Cam gasped but they moved on.

She pressed forsake.

And then the game changed. They offered them a way out. They offered them an Escape Game.

They jumped at the chance.

And, in the end, only Lucretia left Wonderland. Cam stayed behind, whether gratefully or not she wasn't sure, but he told her to go. He told her to leave. He told her to keep the Bureau alive.

So she did.

Even though she didn't want to, she lived.

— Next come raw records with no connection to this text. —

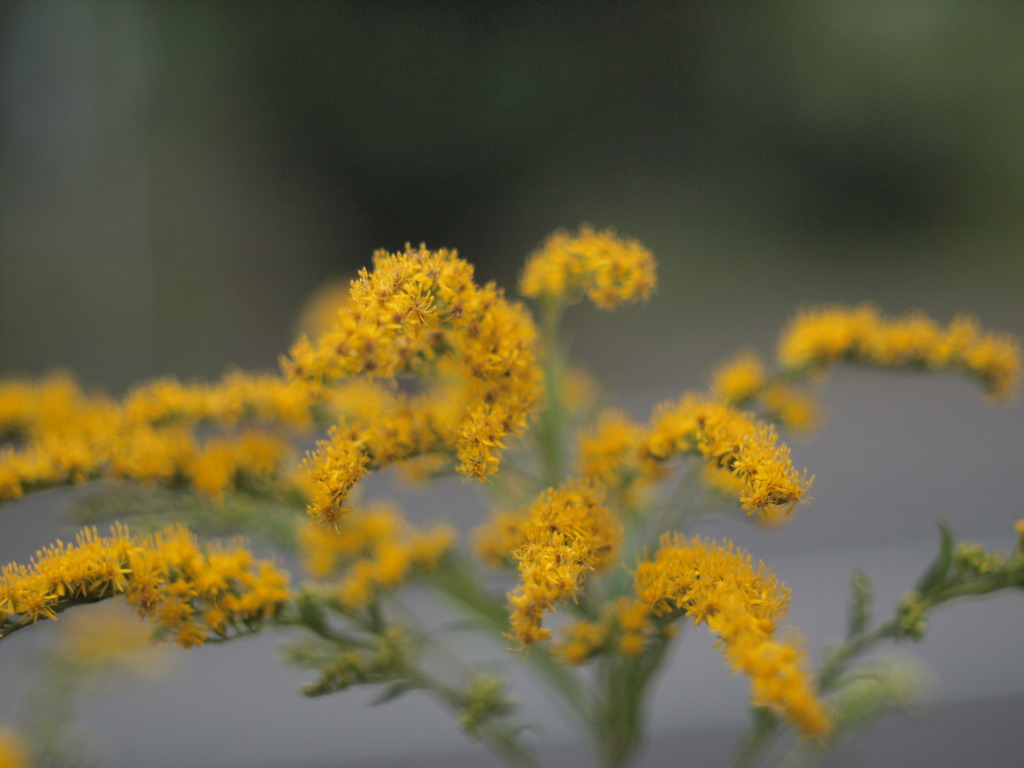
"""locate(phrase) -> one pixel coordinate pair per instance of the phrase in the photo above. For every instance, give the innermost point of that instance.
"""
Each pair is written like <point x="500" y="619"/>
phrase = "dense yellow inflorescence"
<point x="566" y="532"/>
<point x="816" y="338"/>
<point x="13" y="753"/>
<point x="623" y="628"/>
<point x="419" y="314"/>
<point x="373" y="551"/>
<point x="192" y="592"/>
<point x="719" y="587"/>
<point x="620" y="455"/>
<point x="607" y="269"/>
<point x="57" y="434"/>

And then the day came when she saw them again. Three of her best friends. Three people she betrayed. Three people she lied to. Three people she had died for so many years ago. Three people who had died for her as well.

And she smiled and greeted them and lied and lied and lied.

And she waited.

And she wanted to die but she couldn't. She had a job to do.

So she waited for the Hunger, eyes steely and locked forward.

And beneath her feet, in a small side room, were stacks of journals and a small voidfish. And she fed it. And she cried.

And she waited for sunrise.

Notes:

Blupjeans is so canon now that you could pay it to play the 1812 Overture. I also like the idea of ace/poly/sapphic Lucretia being the welcome third wheel of the tricycle of the Blupcretiajeans ship.

Also: leave Carey alone about the GN. Just don't.